Brands have often compared and contrasted their products against other rival brands. It’s also not unknown for retailers to promote the credentials of their own label, notably in Aldi’s award-winning Like Brands campaign from 2013. But we’ve never seen a brand take a pop at a retailer in its advertising - until now.

On 22 April, P&G launched an ad in which it claimed its Pampers Baby Dry nappies were “up to 2x drier” than Aldi’s Mamia own-label range.

The 75-second ad - in which two mums test the ranges and remark on the “big difference” - saw P&G belatedly return fire at Aldi, following an execution of the discounter’s Like Brands creative, in which it compared the price of Pampers with Mamia (and ended with an “I’d like a vasectomy” zinger from a downbeat dad).

Aldi’s response has been more swift: within four days a TV ad announced: ‘Aldi Mamia nappies beat Pampers three years running at the Mother & Baby Award’, referring to its gold gong for best disposable nappy brand. It was a feat even more amazing than a woman giving birth to a grown man, according to the 30-second slot. There was even a money-back offer for unsatisfied customers.

So what’s been the reaction among consumers? Why has Pampers gone on the offensive against Aldi? And will the move backfire?

The all-out nappy war has divided consumers. Those in the Aldi corner have taken to social media to question Pampers’ 2x drier claim, with one arguing “Aldi nappies are a fraction of the price and keep my six-month-old dry all night”. But Pampers has plenty of support too: its Facebook page has received as much positivity as criticism.

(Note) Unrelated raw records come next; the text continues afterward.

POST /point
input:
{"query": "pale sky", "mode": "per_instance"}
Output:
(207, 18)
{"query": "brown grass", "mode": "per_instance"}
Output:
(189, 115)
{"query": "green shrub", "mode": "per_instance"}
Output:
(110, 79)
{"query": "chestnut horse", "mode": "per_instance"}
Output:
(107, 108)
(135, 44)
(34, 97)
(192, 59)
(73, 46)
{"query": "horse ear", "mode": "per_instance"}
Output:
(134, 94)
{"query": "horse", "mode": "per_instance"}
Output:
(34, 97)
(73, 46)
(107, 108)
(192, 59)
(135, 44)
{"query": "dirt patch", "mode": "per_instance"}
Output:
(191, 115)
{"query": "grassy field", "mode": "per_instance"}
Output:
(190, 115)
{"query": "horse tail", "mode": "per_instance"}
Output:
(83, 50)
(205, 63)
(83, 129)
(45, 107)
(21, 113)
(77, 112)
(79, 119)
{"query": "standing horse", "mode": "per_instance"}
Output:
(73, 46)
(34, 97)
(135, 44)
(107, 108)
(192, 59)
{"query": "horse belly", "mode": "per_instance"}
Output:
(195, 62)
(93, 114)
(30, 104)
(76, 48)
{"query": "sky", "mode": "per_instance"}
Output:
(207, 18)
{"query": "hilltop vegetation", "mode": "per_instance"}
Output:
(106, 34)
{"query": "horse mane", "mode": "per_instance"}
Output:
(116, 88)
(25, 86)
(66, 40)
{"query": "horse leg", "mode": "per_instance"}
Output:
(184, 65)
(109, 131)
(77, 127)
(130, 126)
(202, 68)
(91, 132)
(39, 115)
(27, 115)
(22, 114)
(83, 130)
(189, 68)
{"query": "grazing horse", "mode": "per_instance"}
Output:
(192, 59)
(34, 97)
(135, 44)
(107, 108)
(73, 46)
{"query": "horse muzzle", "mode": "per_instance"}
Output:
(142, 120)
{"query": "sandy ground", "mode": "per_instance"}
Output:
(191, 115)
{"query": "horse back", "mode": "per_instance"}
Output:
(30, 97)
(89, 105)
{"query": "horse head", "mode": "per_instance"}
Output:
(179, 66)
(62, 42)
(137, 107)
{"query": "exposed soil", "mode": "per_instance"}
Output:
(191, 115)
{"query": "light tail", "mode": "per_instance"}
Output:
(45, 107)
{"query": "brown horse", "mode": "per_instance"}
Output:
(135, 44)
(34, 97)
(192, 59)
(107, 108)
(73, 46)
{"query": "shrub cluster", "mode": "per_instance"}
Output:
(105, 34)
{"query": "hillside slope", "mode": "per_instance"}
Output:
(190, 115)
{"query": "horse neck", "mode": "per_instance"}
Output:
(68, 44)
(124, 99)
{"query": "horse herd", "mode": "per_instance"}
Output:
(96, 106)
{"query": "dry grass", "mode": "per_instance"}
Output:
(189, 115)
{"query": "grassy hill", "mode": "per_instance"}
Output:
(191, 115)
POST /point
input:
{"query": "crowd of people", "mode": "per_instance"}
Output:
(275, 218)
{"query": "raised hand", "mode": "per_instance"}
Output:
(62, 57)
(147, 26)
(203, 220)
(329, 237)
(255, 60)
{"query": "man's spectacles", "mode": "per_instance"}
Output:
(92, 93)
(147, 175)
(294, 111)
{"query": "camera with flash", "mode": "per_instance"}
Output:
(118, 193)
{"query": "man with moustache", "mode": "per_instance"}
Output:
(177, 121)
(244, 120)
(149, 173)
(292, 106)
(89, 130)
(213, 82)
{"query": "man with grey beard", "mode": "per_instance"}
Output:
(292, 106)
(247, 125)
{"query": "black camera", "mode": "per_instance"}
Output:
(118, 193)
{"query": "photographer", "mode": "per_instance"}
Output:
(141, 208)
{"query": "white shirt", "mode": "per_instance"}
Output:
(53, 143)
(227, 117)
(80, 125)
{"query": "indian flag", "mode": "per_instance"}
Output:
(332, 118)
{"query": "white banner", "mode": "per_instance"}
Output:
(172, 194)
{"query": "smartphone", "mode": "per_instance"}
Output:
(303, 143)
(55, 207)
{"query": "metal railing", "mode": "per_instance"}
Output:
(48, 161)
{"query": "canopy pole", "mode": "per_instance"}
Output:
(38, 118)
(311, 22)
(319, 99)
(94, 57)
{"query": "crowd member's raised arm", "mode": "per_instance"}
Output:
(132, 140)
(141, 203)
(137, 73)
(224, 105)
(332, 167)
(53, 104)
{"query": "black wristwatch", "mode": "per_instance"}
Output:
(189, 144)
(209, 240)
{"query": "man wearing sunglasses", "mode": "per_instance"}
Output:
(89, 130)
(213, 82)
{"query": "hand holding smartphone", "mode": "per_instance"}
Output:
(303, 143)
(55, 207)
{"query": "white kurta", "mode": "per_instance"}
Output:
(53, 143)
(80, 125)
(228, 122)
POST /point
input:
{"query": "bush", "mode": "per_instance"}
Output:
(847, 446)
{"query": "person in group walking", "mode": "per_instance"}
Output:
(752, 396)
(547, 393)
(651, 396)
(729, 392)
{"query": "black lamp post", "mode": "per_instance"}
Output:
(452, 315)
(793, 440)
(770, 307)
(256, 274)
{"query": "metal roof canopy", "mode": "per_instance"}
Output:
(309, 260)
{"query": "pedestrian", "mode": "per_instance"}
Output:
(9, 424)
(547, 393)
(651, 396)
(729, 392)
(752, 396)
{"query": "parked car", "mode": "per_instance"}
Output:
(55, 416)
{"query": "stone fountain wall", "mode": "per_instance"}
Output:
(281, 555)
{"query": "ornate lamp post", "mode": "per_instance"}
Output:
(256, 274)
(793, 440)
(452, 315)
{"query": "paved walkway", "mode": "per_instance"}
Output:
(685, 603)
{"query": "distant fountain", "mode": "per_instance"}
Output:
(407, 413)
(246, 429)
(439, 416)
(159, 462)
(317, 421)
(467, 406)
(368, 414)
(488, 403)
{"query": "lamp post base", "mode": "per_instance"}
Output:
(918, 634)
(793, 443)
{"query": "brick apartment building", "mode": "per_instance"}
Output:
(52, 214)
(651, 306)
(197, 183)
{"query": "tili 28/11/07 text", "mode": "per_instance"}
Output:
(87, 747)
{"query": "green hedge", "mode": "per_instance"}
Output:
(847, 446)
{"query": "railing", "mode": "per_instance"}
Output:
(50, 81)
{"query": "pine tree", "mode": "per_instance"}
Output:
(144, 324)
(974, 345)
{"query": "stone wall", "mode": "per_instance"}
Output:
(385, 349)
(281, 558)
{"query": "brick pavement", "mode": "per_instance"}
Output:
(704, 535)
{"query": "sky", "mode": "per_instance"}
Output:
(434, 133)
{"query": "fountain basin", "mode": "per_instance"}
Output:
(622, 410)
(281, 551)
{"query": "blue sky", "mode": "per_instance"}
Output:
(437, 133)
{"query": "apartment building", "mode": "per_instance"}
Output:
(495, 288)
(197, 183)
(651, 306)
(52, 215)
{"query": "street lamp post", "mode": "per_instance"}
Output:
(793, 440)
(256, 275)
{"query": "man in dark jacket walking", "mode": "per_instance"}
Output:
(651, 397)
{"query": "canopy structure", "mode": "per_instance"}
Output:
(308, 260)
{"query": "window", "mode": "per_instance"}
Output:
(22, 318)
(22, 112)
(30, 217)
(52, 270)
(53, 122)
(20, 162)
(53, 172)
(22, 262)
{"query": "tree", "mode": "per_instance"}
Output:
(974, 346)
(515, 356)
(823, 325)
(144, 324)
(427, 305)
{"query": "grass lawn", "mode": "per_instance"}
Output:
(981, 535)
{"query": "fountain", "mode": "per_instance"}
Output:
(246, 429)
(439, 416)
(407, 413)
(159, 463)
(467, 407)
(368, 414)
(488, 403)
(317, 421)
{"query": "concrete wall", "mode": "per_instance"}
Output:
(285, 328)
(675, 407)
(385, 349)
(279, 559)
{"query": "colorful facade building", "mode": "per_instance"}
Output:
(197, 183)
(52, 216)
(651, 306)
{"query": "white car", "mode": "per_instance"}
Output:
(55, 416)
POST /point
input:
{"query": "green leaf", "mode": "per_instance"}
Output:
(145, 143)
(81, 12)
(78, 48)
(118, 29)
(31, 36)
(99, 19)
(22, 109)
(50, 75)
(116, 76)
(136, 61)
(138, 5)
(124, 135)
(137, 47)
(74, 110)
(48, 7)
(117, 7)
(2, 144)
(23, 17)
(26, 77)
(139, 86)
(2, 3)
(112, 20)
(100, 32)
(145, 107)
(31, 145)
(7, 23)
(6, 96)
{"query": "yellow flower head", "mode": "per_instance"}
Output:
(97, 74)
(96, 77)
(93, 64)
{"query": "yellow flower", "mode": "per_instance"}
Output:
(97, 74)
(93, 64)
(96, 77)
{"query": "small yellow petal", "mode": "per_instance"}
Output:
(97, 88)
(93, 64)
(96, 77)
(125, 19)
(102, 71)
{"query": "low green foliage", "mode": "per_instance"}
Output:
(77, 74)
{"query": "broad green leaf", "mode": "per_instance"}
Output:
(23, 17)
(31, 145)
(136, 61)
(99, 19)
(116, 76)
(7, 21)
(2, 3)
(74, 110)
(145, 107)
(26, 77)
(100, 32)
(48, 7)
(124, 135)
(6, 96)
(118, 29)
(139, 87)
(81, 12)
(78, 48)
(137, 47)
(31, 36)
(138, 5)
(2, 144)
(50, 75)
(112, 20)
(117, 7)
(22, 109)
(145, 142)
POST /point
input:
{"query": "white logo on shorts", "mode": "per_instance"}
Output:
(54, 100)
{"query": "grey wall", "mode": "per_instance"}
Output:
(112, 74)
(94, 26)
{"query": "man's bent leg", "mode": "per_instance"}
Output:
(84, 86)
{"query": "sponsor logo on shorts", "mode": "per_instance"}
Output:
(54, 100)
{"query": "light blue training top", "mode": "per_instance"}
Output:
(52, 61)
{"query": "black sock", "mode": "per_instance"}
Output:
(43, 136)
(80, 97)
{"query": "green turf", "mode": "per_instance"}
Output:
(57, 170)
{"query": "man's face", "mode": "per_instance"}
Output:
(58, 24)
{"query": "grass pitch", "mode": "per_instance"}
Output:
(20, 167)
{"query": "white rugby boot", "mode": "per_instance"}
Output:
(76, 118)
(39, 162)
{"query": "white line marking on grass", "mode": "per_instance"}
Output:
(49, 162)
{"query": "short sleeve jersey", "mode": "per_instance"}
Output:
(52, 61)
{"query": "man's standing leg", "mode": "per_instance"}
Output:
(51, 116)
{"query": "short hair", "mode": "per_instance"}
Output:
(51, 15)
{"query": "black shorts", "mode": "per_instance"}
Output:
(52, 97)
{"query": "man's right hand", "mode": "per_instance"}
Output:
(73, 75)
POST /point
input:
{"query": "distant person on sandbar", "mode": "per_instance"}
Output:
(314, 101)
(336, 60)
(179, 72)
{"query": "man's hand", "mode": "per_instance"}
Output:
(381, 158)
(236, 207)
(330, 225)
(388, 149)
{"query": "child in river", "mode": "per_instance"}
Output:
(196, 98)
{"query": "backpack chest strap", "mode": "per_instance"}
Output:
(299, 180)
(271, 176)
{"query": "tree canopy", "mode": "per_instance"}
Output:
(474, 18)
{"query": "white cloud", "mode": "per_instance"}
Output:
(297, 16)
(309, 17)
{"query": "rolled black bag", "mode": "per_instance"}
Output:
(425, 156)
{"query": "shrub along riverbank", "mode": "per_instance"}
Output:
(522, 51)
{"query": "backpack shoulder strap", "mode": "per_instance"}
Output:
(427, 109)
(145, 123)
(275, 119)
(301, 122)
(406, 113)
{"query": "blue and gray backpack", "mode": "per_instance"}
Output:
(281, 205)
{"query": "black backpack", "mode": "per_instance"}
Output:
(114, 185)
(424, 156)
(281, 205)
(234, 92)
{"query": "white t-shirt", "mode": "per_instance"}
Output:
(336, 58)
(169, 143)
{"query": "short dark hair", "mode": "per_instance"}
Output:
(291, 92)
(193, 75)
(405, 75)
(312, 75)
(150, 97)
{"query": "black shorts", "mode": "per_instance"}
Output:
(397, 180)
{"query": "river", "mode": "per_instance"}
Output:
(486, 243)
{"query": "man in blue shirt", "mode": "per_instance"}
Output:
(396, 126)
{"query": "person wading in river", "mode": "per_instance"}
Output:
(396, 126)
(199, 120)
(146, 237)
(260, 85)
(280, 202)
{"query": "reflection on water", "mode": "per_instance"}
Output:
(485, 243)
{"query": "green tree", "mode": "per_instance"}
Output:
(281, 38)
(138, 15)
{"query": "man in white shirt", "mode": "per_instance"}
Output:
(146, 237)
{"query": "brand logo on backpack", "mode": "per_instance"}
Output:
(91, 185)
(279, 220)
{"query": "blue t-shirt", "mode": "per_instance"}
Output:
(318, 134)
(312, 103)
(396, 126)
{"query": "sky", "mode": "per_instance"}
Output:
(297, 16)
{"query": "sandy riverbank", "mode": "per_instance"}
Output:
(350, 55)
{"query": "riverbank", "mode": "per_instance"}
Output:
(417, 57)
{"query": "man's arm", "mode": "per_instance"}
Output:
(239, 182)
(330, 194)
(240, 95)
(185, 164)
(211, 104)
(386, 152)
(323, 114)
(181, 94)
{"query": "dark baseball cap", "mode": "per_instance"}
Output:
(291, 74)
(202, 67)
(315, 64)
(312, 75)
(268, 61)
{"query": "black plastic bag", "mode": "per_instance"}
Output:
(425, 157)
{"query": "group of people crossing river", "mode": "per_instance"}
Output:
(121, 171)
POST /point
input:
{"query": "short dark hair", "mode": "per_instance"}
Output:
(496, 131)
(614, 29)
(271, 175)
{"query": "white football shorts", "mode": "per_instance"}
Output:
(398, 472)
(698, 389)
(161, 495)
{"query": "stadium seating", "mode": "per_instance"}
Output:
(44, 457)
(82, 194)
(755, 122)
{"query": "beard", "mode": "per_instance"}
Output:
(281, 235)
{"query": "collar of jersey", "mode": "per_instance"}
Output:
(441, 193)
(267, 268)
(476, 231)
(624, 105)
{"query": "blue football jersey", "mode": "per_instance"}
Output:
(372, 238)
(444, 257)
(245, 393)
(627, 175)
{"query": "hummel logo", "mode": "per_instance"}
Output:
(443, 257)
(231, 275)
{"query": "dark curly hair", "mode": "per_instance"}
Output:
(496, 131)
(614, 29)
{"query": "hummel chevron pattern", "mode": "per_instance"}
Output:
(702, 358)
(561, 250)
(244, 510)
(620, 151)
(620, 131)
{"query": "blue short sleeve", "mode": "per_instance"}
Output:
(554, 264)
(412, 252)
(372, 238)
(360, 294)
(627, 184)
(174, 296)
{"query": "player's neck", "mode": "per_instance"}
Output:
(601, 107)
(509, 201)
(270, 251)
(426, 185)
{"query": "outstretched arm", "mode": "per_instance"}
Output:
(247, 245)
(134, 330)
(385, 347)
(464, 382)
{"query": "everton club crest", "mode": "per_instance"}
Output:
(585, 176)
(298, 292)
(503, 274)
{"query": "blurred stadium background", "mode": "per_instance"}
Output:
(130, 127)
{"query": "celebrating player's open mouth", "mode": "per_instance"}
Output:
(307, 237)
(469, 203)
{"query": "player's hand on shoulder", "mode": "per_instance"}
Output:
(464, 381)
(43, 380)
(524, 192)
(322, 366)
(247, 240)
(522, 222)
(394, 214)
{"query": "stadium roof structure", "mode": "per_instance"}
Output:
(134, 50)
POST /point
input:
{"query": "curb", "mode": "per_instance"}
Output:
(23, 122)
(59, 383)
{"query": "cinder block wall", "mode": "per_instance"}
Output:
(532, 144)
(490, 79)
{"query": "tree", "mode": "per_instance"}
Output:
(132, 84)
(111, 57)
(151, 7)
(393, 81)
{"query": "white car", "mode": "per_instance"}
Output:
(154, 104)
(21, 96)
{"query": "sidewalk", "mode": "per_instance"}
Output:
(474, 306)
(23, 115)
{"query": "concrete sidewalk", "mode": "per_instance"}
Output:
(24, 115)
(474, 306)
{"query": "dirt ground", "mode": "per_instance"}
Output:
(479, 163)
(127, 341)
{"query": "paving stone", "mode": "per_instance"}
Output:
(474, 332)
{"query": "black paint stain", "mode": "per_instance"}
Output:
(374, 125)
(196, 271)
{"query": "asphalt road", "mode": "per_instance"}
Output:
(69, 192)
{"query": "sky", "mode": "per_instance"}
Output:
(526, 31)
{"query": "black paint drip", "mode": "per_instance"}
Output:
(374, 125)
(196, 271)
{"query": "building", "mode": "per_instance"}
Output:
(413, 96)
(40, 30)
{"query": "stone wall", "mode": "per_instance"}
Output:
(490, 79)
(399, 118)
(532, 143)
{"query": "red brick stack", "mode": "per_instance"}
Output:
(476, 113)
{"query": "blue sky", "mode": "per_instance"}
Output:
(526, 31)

It’s brave, nonetheless, for a brand to challenge a retailer (and a customer to boot). But it has a lot more to lose. When Huggies exited the nappy market in 2012, P&G was hoping to clean up. But while Pampers’ £294.2m share of the nappies market is worth £69.2m more than all own-label nappy sales put together, sales fell 10.8% in 2015, with volume sales declining 8.5% to 59.5 million [IRI 52 w/e 28 November 2015]. Meanwhile, own label’s nappy sales might be down 8.9% to £225m, but volume has shot up by 6.7% to 145 million. And though Aldi doesn’t disclose its own sales data, Mamia over-indexes massively against Aldi’s overall 6% market share, and is a significant footfall driver.)

P&G insists there’s nothing extraordinary about the Pampers ad. It was “continuing to stay true to a business model we have followed for many years,” says a spokeswoman, providing shoppers with “the facts about our products to help them in their purchase decisions”.

But Charlotte Hamill, joint MD of digital agency Born Social, detects a new form of marketing warfare at work, in which brands harness social media communities. “It’s a brave move and the truest test of brand advocacy, but if you’re confident enough to enter a public popularity contest, it makes for juicy PR.”

Aldi is unlikely to end the argument there, however. In addition to the initial TV ad riposte, The Grocer understands the discounter is exploring “all available options”, including a challenge via the ASA and other legal avenues, as it believes P&G needs to substantiate its claim.

Whether it goes further and delists the small number of P&G brands it stocks is harder to say. But P&G’s move has not gone unnoticed among Aldi rivals. As one big four supermarket CEO told The Grocer: “It’s good to see P&G knows which side its bread is buttered.”